If we want that kind of country and those kinds of cities back again, we have to understand where and how we lost them. We lost our country in the universities, as an entire generation was taught grievances, obsessions, and panaceas. They became ideologues. They became commentators. They became elected officials and corporate managers. They howl in the streets, topple statues, elevate criminals to the status of victims, and refuse to prosecute them. They posit a social good, such as justice, and demand it, and have the arrogance to imagine they also possess the wisdom and capacity to bring it about…instantly.
They seek to silence anyone deviating from the party line.
If we want back the country we once had, the country that united its factions, enforced its laws. preserved its principles and traditions, and accomplished great undertakings, we will have to confront the universities before new generations can be so corrupted.
We will need in leadership roles men and women of character and integrity. We will need national leaders who understand that a university is a failure if it does not emphasize history and classical literature, humility in studies, and flexible thinking, and cannot get a passing grade from organizations that monitor life on campus, such as the Foundation for Individual Rights in Education (FIRE). In that case,
- Its faculty should not receive a dime of federal research funding;
- Its students should not be eligible for federal loans;
- And its current graduates should not be hired by any agency of the federal government.
Do not expect such heroism and resolve from the Great Mediocrity, Joe Biden, and his administration. But a new president will be elected in a free and hopefully fair election within four years.

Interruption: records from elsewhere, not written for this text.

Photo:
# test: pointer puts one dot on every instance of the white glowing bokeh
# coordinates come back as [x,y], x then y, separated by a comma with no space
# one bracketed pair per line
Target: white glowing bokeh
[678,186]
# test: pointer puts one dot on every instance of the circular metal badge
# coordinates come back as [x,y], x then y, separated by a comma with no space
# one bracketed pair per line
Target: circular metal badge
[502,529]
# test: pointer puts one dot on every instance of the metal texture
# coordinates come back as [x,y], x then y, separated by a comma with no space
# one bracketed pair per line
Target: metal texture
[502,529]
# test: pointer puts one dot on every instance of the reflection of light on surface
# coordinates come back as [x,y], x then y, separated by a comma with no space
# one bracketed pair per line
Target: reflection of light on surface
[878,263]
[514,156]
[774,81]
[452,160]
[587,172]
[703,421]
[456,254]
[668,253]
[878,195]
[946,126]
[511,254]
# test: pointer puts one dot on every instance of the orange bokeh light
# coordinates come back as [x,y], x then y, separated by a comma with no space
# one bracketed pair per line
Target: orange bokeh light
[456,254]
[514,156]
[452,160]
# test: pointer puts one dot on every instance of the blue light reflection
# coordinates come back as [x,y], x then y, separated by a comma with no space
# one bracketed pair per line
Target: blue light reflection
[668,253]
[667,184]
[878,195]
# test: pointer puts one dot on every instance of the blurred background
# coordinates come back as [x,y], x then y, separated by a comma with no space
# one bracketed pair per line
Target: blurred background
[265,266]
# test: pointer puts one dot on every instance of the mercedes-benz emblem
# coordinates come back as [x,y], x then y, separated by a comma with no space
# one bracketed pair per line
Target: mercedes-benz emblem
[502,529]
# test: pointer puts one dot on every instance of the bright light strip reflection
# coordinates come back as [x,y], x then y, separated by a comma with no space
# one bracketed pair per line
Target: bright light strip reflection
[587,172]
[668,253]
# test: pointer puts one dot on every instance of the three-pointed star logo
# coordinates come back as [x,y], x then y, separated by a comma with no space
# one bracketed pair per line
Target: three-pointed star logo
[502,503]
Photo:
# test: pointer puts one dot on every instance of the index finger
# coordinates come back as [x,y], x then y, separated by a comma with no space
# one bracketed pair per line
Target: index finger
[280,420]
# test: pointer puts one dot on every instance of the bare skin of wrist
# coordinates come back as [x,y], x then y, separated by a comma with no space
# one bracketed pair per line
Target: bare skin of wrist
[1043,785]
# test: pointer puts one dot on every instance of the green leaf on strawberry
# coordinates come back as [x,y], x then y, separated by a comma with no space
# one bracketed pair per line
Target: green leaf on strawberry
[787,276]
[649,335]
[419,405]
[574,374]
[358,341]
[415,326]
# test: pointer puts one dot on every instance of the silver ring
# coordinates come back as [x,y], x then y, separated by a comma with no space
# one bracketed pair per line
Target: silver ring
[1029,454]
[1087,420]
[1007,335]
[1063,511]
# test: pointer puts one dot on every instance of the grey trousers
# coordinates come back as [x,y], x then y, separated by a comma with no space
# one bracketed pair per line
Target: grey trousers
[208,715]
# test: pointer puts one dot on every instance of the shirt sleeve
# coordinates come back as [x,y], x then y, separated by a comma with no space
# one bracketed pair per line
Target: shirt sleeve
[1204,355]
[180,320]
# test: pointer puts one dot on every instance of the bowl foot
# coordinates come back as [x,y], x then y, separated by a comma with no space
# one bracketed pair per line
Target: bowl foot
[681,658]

Mike Pence, Ted Cruz, Nikki Haley, Tom Cotton, Ben Sasse, Mike Pompeo, Dan Crenshaw, Josh Hawley -- do you have it in you to wage this battle? And win?
Sheldon Bart, Acting Vice President of the American Polar Society and author of Race to the Top of the World: Richard Byrd and the First Flight to the North Pole (Regnery History), is also a trustee of the Foundation to Illuminate America’s Heroes (www.illuminateamericasheroes.com). He is currently writing a book about American intelligence in Bolshevik Russia.